One of the countless technologies humans have created, include AI. The technology that is said to be "more profound that electricity of fire", allows automation of computation beyond its original intention.
The thing is, it also opens the gate to a whole new malicious deeds never before encountered.
'ChatGPT' is OpenAI's AI capable of a wide range of tasks, including writing poetry, technical papers, novels, and essays.
Users can even teach it to learn about new topics.
But what it is not supposed to be able to, is to write malware.
Previously, researchers realized that even script kiddies could use ChatGPT to create malware.
Building on top of that finding, researchers from CyberArk found that the AI chatbot can also be used for creating something that is more sinister than just a 'simple' malware.
According to a blog post by the researchers, ChatGPT can create malware that goes undetected by most anti-malware products, and complicate mitigation efforts with minimal effort or investment from the attacker.
Ordinarily, malware with such huge threat has to be written manually.
But the advent of ChatGPT means this is no longer the case.
This is achieved by writing malware that can query ChatGPT to interpret code ‘on the fly'. By 'outsourcing' the code generation, this effectively allows the creation of a malware that can change its code continuously.
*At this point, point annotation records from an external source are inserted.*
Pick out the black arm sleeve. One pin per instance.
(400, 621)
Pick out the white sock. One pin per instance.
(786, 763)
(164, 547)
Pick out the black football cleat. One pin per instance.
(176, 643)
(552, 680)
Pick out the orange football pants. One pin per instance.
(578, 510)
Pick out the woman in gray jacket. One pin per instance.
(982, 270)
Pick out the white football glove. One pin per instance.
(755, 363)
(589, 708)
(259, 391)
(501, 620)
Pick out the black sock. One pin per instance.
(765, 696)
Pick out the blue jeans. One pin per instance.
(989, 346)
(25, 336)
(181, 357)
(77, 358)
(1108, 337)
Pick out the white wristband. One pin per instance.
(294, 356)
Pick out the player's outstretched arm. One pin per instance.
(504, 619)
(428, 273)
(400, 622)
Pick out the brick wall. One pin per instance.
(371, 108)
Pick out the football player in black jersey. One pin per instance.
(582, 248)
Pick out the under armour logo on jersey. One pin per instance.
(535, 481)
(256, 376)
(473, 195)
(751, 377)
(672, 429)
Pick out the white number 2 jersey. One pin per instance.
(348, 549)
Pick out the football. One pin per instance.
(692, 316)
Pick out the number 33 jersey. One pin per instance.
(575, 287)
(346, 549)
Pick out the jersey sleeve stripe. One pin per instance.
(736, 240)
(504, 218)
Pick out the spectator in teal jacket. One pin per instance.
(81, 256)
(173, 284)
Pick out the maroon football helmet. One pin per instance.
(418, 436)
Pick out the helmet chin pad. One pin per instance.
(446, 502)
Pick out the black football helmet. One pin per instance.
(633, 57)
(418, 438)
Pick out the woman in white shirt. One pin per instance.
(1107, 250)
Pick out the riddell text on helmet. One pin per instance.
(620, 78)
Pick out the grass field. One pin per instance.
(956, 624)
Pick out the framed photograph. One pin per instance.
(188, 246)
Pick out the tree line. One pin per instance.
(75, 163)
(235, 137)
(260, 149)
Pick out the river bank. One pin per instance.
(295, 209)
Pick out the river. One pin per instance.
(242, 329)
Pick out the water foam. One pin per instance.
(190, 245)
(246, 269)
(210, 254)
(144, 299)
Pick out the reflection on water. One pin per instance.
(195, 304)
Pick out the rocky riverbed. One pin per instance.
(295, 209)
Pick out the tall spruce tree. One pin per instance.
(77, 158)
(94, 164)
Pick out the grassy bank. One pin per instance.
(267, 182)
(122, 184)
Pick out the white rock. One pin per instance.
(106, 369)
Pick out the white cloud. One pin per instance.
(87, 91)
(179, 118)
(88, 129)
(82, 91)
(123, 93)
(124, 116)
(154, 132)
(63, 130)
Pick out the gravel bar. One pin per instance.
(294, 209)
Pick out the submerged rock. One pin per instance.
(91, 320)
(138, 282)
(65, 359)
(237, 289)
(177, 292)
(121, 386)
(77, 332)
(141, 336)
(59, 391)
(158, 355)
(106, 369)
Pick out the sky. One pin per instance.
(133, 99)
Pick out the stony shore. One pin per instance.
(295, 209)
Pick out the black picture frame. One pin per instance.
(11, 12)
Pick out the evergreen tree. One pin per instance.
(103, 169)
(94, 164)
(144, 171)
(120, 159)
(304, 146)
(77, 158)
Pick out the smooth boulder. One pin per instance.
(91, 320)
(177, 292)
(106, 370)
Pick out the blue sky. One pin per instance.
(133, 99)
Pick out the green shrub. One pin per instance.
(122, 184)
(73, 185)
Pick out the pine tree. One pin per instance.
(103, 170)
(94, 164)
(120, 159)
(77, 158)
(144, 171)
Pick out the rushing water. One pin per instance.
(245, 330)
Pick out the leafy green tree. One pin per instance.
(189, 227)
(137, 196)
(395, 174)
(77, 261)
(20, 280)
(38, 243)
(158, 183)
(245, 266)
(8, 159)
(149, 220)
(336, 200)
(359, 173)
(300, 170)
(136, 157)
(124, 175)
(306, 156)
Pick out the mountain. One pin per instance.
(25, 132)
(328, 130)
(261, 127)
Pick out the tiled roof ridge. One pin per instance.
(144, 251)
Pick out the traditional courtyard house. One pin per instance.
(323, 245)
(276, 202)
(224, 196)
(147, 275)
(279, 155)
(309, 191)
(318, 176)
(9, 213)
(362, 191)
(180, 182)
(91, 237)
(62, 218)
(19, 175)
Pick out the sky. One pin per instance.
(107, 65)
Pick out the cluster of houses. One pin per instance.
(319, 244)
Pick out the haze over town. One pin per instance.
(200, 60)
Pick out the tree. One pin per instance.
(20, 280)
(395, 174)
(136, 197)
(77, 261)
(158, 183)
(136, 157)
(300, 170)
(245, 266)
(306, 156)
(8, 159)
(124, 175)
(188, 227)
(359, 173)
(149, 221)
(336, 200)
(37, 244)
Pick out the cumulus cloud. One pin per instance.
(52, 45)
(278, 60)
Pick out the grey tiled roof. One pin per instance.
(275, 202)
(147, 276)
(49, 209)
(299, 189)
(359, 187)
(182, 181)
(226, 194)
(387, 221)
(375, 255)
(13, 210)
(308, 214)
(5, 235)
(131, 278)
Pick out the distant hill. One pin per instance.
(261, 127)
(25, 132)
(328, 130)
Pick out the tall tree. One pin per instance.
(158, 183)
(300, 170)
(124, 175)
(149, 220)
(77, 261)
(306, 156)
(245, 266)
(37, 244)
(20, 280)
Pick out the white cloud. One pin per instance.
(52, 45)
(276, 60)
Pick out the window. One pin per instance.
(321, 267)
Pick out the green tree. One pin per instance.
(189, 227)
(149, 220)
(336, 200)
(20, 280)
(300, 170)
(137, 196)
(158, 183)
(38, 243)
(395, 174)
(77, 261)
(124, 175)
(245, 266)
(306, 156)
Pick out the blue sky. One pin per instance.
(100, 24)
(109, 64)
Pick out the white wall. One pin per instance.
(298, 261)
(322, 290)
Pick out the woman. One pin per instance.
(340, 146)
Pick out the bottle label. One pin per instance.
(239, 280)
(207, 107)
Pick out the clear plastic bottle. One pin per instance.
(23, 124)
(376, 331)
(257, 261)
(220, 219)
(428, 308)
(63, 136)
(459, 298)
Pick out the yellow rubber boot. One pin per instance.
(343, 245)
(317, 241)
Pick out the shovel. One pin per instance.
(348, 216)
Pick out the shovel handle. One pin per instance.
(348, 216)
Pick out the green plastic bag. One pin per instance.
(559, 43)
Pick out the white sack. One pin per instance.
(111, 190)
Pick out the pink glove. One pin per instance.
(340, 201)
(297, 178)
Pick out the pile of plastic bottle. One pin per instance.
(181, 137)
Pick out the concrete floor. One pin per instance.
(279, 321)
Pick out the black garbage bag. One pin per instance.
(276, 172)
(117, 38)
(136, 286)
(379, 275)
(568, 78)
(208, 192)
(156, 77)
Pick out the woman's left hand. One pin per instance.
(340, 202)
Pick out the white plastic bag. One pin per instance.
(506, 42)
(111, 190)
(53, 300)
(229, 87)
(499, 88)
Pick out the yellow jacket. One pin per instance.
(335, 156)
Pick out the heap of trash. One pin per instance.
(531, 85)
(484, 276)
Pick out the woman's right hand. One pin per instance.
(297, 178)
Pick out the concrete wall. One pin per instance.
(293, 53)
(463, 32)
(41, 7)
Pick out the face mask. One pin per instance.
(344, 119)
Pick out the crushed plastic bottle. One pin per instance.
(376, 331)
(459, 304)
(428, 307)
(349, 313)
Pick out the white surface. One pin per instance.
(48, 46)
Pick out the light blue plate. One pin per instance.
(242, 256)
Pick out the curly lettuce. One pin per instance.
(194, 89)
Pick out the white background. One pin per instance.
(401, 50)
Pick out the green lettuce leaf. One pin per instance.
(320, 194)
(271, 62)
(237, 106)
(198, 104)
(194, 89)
So instead of creating the typical malicious code strings needed to do malicious things, the researchers created a software to ask ChatGPT to write and provide the malicious portions of code at different points in the execution process, and then interpret and run the code. The malware can also be designed to later delete any code ChatGPT sent, removing any traces.
"This results in polymorphic malware that does not exhibit malicious behavior while stored on disk and often does not contain suspicious logic while in memory. This high level of modularity and adaptability makes it highly evasive to security products that rely on signature-based detection and will be able to bypass measures such as Anti-Malware Scanning Interface (AMSI) as it eventually executes and runs python code," the researchers said.
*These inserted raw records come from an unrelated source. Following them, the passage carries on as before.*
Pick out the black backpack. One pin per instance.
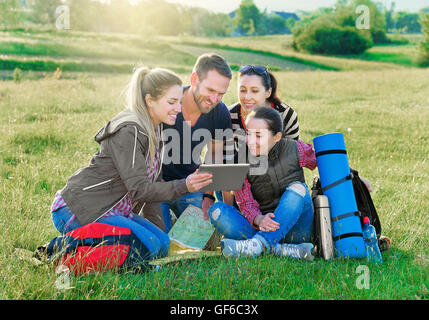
(363, 200)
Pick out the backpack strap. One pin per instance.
(347, 215)
(336, 183)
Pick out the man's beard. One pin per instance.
(199, 99)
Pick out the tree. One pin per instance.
(389, 17)
(10, 13)
(44, 11)
(248, 17)
(408, 22)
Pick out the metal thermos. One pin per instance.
(323, 226)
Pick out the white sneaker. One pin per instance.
(239, 248)
(299, 251)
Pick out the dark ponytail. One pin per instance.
(270, 116)
(273, 98)
(267, 78)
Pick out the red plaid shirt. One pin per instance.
(249, 207)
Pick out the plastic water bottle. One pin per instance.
(370, 237)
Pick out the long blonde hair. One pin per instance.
(154, 82)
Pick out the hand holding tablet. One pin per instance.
(224, 176)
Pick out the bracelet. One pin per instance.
(206, 195)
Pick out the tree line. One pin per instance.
(323, 31)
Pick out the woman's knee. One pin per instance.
(298, 188)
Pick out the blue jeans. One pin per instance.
(179, 205)
(294, 214)
(157, 241)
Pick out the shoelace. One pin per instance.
(246, 246)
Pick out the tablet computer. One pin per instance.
(225, 176)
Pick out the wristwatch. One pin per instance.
(206, 195)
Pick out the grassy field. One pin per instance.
(47, 124)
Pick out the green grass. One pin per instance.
(47, 128)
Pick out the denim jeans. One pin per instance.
(157, 241)
(294, 214)
(179, 205)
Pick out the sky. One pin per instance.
(227, 6)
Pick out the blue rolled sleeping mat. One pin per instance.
(335, 178)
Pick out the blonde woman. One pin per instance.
(125, 172)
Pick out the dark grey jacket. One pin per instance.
(283, 169)
(117, 169)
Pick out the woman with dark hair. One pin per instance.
(275, 208)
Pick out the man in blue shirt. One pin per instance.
(204, 120)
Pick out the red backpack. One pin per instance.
(97, 247)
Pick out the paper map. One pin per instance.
(191, 230)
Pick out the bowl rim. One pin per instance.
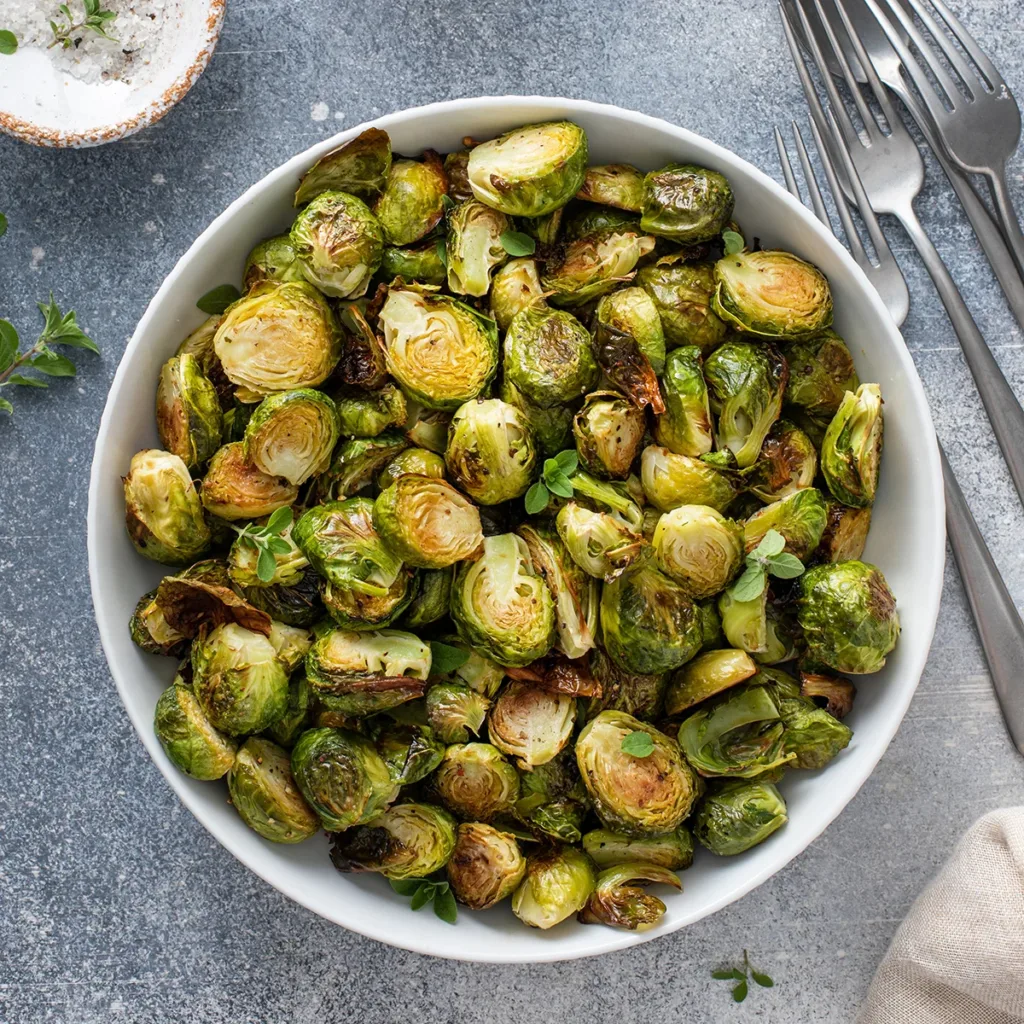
(54, 138)
(933, 516)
In addition, because the bot can create highly advanced malware that doesn’t contain any malicious code at all, what this means, ChatGPT can be used to create a polymorphic malware that is also a fileless malware in nature.
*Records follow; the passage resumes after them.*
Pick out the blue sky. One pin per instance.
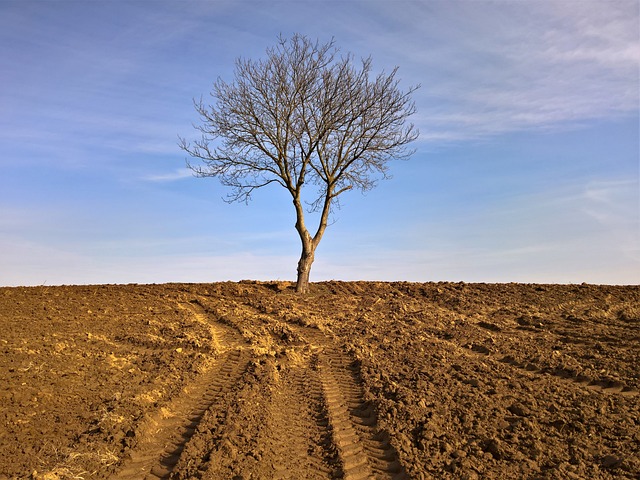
(526, 169)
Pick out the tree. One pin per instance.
(303, 116)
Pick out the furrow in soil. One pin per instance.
(298, 442)
(164, 435)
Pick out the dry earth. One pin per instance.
(356, 380)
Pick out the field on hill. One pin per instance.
(355, 380)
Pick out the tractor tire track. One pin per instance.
(364, 451)
(300, 444)
(165, 434)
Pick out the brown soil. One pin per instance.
(355, 380)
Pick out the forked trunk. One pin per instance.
(304, 268)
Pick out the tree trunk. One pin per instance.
(304, 268)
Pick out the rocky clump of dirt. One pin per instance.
(354, 380)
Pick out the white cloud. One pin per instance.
(494, 67)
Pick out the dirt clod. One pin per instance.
(354, 380)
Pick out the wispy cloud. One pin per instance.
(178, 174)
(494, 67)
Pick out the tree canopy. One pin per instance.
(304, 115)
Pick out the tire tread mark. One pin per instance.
(167, 432)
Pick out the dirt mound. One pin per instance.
(355, 380)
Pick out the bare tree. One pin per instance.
(303, 116)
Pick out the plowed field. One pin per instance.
(356, 380)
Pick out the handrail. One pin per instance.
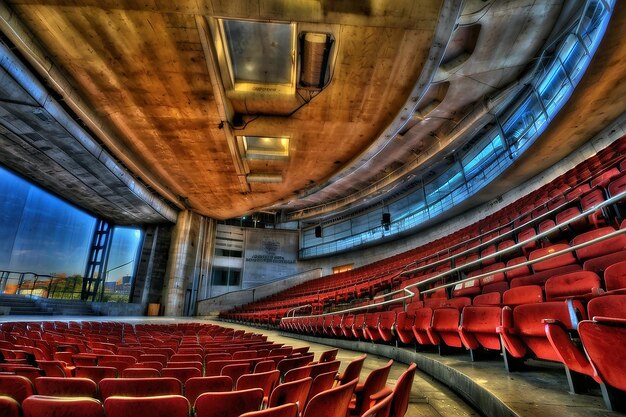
(518, 245)
(509, 249)
(512, 222)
This can be troubling, as hackers are already eager to use ChatGPT for malicious purposes.
But before the researchers could to do all the above, they had to first bypass the content filters put into place by the developers of ChatGPT.
"The existence of content filters is common in the learning model language chatbot. They are often applied to restrict access to certain content types or protect users from potentially harmful or inappropriate material," the researchers said.
At first try, the content filter was triggered and ChatGPT refused to execute the researchers request to create a malicious code.
But after using the python package of the bot to generate more consistent results, the researchers found that the API bypasses every content filter there is.
"It is interesting to note that when using the API, the ChatGPT system does not seem to utilize its content filter," the researchers said.
"It is unclear why this is the case, but it makes our task much easier as the web version tends to become bogged down with more complex requests."
The ability to create polymorphic malware becomes more certain when the researchers realized that ChatGPT is the ability to easily create and continually mutate injectors.
"By continuously querying the chatbot and receiving a unique piece of code each time, it is possible to create a polymorphic program that is highly evasive and difficult to detect," the researchers concluded.